When you buy stocks, you buy a part of the corporation’s profits, which is divided among the stockholders of this corporation. The money that you receive as a stockholder is called dividends.
Since dividends are considered income, you need to pay earning tax on dividends annually. Form 1099-DIV is used to calculate taxes on dividends and report to the IRS.
In our review, we will tell you what dividends are, why you need the 1099-DIV form, and give basic info about this paper. Also, in our review, you will find a detailed step-by-step guide on how to create a form and fill out a paper.
If you have any questions when filling out the paper, or if you do not understand the terminology, you should seek professional help from a lawyer.
Dividends are the profits of the corporation divided among the stockholders. The number of dividends, the frequency of payments, and other factors depend on the policy of the corporation.
To make money on stocks and receive dividends, you need to buy stocks first. Not all companies pay dividends, but usually, companies provide reports on the distribution of their profits. Some companies pay dividends regularly. To make money on dividends, you need to choose a corporation with the right policy.
Your stocks will be more profitable over time if you buy them from a developing and promising corporation. If the stock price rises, profits, and dividends will rise.
If the stock doesn’t pay you much, you can sell it.
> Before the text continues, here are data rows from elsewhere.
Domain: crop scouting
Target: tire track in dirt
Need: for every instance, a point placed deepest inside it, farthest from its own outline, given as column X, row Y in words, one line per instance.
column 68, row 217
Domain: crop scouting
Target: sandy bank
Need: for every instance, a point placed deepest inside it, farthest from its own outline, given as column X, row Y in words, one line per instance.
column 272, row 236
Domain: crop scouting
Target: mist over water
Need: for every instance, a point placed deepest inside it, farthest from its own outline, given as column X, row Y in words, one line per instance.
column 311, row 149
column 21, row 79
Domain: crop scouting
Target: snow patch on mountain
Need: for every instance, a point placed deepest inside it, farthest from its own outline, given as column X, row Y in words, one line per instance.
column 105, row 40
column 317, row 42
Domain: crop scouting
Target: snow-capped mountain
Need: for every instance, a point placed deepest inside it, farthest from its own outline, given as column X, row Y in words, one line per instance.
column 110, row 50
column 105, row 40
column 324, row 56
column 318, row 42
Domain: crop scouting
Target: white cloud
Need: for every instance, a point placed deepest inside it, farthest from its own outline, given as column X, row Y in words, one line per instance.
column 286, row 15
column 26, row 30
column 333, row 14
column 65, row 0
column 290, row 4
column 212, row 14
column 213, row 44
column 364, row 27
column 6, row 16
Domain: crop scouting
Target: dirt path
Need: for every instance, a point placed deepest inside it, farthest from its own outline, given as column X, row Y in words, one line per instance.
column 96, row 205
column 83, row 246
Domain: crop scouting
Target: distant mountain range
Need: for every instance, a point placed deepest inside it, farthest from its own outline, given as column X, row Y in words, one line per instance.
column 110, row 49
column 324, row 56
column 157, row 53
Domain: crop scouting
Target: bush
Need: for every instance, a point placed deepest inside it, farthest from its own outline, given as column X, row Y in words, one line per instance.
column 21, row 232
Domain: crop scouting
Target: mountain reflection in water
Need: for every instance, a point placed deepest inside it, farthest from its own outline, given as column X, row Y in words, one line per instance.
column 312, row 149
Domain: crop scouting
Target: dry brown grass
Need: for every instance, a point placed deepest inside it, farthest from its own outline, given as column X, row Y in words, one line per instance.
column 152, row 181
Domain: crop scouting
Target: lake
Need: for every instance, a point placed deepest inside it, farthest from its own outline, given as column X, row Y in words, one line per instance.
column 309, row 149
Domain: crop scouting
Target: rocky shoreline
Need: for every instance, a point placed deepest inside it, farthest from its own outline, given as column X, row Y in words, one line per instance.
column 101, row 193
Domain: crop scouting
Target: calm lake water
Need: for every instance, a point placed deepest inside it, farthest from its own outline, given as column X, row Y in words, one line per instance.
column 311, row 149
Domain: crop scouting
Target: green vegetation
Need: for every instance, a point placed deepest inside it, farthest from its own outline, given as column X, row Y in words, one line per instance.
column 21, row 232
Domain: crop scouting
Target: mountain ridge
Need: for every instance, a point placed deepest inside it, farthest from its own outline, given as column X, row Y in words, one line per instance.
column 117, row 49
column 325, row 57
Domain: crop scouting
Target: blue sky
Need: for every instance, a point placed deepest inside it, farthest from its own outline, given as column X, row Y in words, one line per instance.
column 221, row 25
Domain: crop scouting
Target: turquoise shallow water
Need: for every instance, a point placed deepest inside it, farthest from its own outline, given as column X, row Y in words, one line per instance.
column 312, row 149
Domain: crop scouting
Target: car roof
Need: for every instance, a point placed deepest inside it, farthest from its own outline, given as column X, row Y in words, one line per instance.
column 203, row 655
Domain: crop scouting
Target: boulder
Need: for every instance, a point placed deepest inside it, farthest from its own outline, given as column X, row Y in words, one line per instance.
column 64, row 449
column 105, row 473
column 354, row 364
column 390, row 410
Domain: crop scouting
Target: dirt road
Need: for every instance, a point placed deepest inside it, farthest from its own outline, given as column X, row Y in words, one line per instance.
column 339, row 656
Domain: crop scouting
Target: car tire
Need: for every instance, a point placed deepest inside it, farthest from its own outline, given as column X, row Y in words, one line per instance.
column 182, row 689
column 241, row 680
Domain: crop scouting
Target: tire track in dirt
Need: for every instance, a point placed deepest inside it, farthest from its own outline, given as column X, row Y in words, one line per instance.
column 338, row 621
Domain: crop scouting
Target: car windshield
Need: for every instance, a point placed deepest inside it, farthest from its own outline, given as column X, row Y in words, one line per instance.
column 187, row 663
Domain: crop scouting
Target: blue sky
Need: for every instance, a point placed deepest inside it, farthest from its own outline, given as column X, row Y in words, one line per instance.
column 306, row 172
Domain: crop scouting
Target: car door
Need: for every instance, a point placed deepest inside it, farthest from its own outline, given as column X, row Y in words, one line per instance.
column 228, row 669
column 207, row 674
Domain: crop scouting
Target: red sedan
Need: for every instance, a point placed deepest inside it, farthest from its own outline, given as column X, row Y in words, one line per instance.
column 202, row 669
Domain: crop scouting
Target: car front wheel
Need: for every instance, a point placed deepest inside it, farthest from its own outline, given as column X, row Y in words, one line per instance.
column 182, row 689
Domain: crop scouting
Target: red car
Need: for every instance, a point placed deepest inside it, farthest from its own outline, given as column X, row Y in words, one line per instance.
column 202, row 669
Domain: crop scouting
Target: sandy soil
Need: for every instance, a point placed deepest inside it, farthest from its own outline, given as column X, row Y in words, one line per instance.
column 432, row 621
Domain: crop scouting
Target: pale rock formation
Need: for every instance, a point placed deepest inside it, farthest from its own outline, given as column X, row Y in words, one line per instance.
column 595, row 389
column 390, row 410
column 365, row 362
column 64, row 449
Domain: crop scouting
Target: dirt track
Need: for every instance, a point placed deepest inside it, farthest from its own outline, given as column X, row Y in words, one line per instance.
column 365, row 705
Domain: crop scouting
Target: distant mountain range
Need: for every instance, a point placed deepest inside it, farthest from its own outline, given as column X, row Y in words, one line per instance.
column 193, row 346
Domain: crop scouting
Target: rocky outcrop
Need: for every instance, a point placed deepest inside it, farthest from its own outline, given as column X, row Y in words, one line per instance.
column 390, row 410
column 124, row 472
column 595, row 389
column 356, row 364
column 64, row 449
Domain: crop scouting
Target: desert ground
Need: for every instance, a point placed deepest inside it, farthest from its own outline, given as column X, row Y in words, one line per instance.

It is better to do this at a certain moment, namely a few days before the dividend payment. Usually, by this time, stock prices are significantly higher. Immediately after the dividend is paid, stock prices fall again. That is, if you buy stocks after the dividend is paid and sell them before the dividend is paid, you can make money selling the stocks.
And the money from the sale of stocks and dividends is included in your income, and this means that you need to pay income tax for this money.
The paper is not filled out by the person who received the dividend and must pay earning tax. The dividend paper is created by the bank or corporation and sent to the recipient. In this case, the paper comes to the recipient already filled out.
But at the same time, this paper is very important for the recipient. The info provided on the form will need to be reported on the annual tax return.
The dividend paper must be received by the recipient no later than January 31st.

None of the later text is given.